Status does not guarantee treatment success
While much of the focus of the immuno-oncology field to date has been on the development of PD-1/PD-L1 checkpoint inhibitors, PD-L1 status has not yet proven to be an effective predictor of clinical response to immunotherapy. In fact, studies show that positive expression of PD-L1 does not guarantee a response, and conversely, the lack of PD-L1 expression does not definitively mean that no response will be observed.
Why do some patients experience a prolonged respond to anti-PD-1 therapy, while others respond initially before relapsing shortly thereafter?
This question was recently addressed by a group at UCLA who investigated the mutations that were found in metastatic melanoma patients with acquired resistance to pembrolizumab (Merck) therapy (Zaretsky et al. 2016 NEJM).
It goes without saying that a variety of factors are in play in this complex scenario. The results of this study showed that clonal evolution resulted in the silencing of pathways that are involved in interferon signaling (via loss-of-function mutations in JAK1 and JAK2 genes) and the altering of antigen presentation (truncating mutation in the B2M gene). It is clear that clonal evolution of tumors may play a key part in the development of resistance.
A better understanding of the process of acquired resistance to PD-1 blockade will help to further tailor treatment and will lead to more rational design of combination therapies. The findings from studies such as this will ultimately help us to combine inhibitor drugs that block multiple resistance routes, and/or to identify new predictive biomarkers.
Mutational Burden and Patient Response
Besides PD-L1 status, it has been suggested that mutational burden evaluation can also be used to provide guidance on whether or not a patient will respond to immunotherapy. It makes sense that the higher the mutational load, the higher the number of “foreign markers” that can be flagged by the immune system. But will mutational load prove to be a better predictor for response to therapy than PD-L1 has been?
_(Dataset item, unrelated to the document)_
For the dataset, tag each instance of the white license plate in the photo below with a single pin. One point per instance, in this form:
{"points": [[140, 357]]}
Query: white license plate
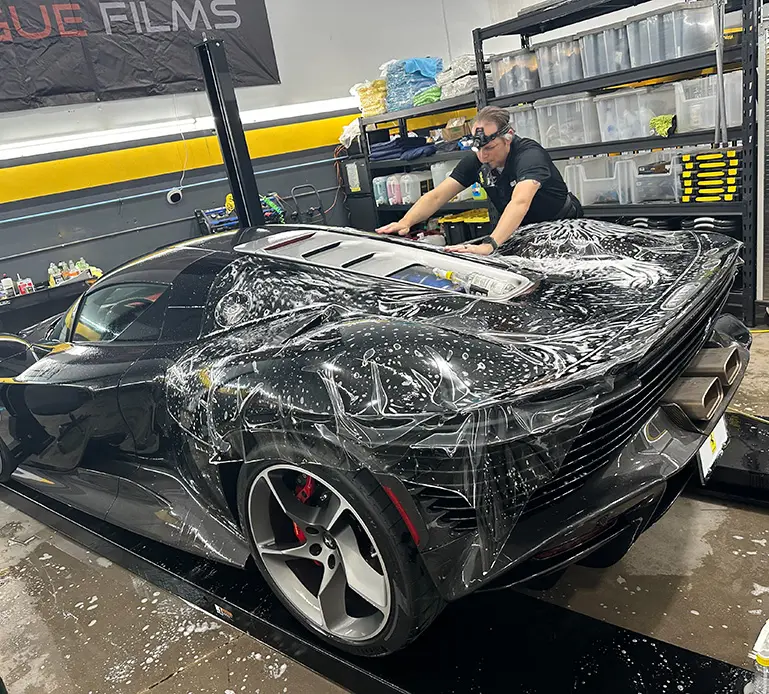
{"points": [[712, 449]]}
Neoantigen load as a predictor of immune response
Quantifying the load of neoantigens (the tumor-specific mutations that form neoepitopes and are presented by the MHC complex) could be a more reliable indicator of response. Given the inherent complexity of cancer, it is likely that we will rely on a combination of different genomic and immune signatures to provide insights and guidance as to who will benefit and have a lasting clinical response to these promising immunotherapies – and who will not.
There are still many questions to answer: What is the cut off for the number of mutations that could be considered a high, intermediate, or low mutational burden for determining likelihood of response? Does the mutational burden spectrum vary across different cancer types? What role will neoantigen load quantification play?
In recent years, there has been a renaissance in immuno-oncology as our understanding of the underlying molecular mechanisms has improved and deepened at a pace that is unprecedented in the cancer treatment space. With the technological advances in next-generation sequencing (NGS) and downstream bioinformatics analysis, we’re able to profile tumors at a much higher throughput more accurately than ever before. As we look towards the future, it’s important for us to understand that at the patient-level, it may be a variety of factors that interplay to determine patient response, and we collectively need to look towards how best to leverage the molecular clues to develop safer and more effective immunotherapies.